I’m using Beyer’s tone and style in a story about aspects of diagnosis and treatment. As part of a medical trial, I take tablets three times a day. Doses should be at least four hours apart, and only water consumed for one hour before and two hours after each dose. Next August I’ll find out whether I’ve been receiving placebos or disease-modifying treatments. Participation can sometimes feel like being the butt of a cruel joke. This page reflects the dislocation I felt when going for an MRI scan in a hospital run by a private healthcare firm who are contributing to the trial’s funding. By contrast, my previous scan, on the NHS, was in a portakabin in the hospital car park:
This part of the project is influenced by the ideas in Simon Grennan’s A Theory of Narrative Drawing. His discussion of the notion of “intersubjectivity” provides a way of theorising the strategy of “using another’s voice to talk more openly about myself”, and the “drawing demonstrations” that conclude the book set a precedent for this kind of practice-based work in comics scholarship.
The other strand of the project has emerged directly from the material in the archive, rather than being framed by a set of pre-existing intentions.

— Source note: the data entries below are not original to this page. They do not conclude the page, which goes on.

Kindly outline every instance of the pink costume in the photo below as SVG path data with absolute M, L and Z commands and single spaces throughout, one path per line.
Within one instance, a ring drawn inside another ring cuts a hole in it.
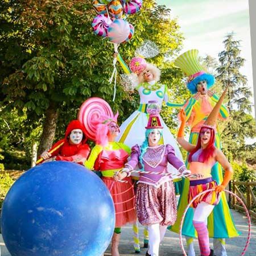
M 141 147 L 132 147 L 130 160 L 125 164 L 130 170 L 140 163 Z M 144 170 L 167 173 L 170 163 L 180 172 L 186 170 L 184 163 L 175 154 L 170 144 L 148 147 L 142 156 Z M 139 221 L 142 225 L 155 223 L 172 225 L 176 221 L 177 207 L 175 192 L 170 176 L 141 173 L 136 195 L 137 210 Z
M 188 201 L 192 200 L 199 193 L 207 189 L 213 188 L 217 185 L 217 182 L 213 180 L 210 174 L 212 167 L 216 162 L 213 159 L 208 163 L 200 161 L 199 156 L 202 152 L 199 149 L 192 156 L 192 162 L 189 163 L 189 170 L 192 174 L 200 174 L 204 175 L 203 179 L 190 179 Z M 207 204 L 216 205 L 220 201 L 220 194 L 215 191 L 208 192 L 200 196 L 192 203 L 192 207 L 196 208 L 198 204 L 202 201 Z

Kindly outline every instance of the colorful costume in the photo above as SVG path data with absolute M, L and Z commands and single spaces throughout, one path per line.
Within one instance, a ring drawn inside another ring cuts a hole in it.
M 131 158 L 123 171 L 130 174 L 129 171 L 135 169 L 137 165 L 142 169 L 136 193 L 137 216 L 141 224 L 148 226 L 150 248 L 146 255 L 158 256 L 160 242 L 163 239 L 166 228 L 174 224 L 176 218 L 175 188 L 170 176 L 150 175 L 143 173 L 143 171 L 166 174 L 168 172 L 168 163 L 180 173 L 187 170 L 183 162 L 176 156 L 173 147 L 168 144 L 156 146 L 160 137 L 159 141 L 156 141 L 156 146 L 149 146 L 151 133 L 153 136 L 159 133 L 162 137 L 160 130 L 163 127 L 160 125 L 160 117 L 151 114 L 146 128 L 144 141 L 141 146 L 136 144 L 132 147 Z
M 78 144 L 72 144 L 69 142 L 69 134 L 75 129 L 81 130 L 84 134 L 82 141 Z M 73 120 L 67 127 L 65 138 L 54 144 L 49 151 L 64 143 L 61 146 L 52 153 L 52 156 L 56 156 L 56 160 L 76 162 L 83 164 L 90 152 L 90 147 L 85 143 L 86 139 L 84 126 L 78 120 Z M 79 162 L 76 162 L 77 159 L 79 159 Z
M 197 54 L 197 50 L 191 50 L 183 53 L 175 61 L 175 64 L 181 68 L 189 77 L 187 86 L 192 94 L 197 92 L 196 84 L 199 81 L 206 81 L 208 89 L 210 88 L 214 82 L 214 77 L 212 75 L 201 71 L 203 68 L 199 64 Z M 196 144 L 200 129 L 218 100 L 218 97 L 216 94 L 209 97 L 207 94 L 206 95 L 200 96 L 198 100 L 191 97 L 185 104 L 183 108 L 187 116 L 187 125 L 191 127 L 189 140 L 190 143 L 194 145 Z M 226 119 L 228 116 L 228 111 L 224 105 L 221 105 L 219 109 L 218 113 L 218 118 L 220 119 Z M 215 133 L 215 138 L 216 147 L 221 149 L 220 135 L 217 129 Z M 187 162 L 187 168 L 190 170 L 191 167 Z M 216 163 L 212 167 L 211 175 L 213 179 L 218 184 L 221 184 L 222 181 L 222 168 L 218 163 Z M 179 232 L 182 214 L 187 205 L 189 186 L 189 183 L 188 179 L 183 179 L 182 180 L 181 195 L 178 205 L 177 222 L 171 229 L 176 233 Z M 192 221 L 193 216 L 193 210 L 190 208 L 186 214 L 182 234 L 188 237 L 195 237 L 196 232 Z M 214 207 L 213 211 L 208 217 L 208 228 L 210 237 L 214 238 L 226 238 L 239 235 L 235 228 L 224 193 L 221 193 L 219 204 Z M 188 245 L 192 241 L 192 239 L 187 240 Z M 217 256 L 226 255 L 224 247 L 225 241 L 223 240 L 218 240 L 218 241 L 214 240 L 214 243 L 216 246 L 222 247 L 220 248 L 220 251 L 222 251 L 220 252 L 219 255 L 217 253 L 217 250 L 214 250 L 216 251 Z M 225 252 L 223 251 L 225 251 Z
M 129 147 L 121 143 L 109 142 L 105 147 L 96 145 L 85 164 L 89 169 L 101 172 L 102 180 L 109 188 L 114 201 L 115 228 L 136 220 L 131 178 L 127 177 L 127 182 L 123 183 L 115 182 L 113 178 L 115 172 L 123 168 L 130 153 Z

The Lindsay Cooper archive is a recent enough acquisition that it’s still in the process of being catalogued.
The collections of mainstream comics in the ASCC contain just a few examples of work by John Hicklenton, none of which addresses his MS. But the library does contain a copy of the documentary Here’s Johnny, in which he talks frankly about the disease.
Lindsay Cooper’s archive contains extensive written material, including diaries and texts intended for publication, some of which discusses having MS. The drawing below uses childhood photos of Cooper to illustrate a passage from her diaries:
This aspect of the project returns to my initial aim of analysing the way metaphors are used to understand disease, but with an in-depth case study rather than a corpus drawn from a variety of sources. These drawings will be used to frame and contextualise the more anecdotal and fictionalised work described above.
The project will conclude with a symposium in spring 2019 at which medical professionals, artists and academics will discuss ways in which drawing and storytelling can be used to present and understand experiences of disease, and the artwork introduced here will be presented publicly for the first time. More details to follow!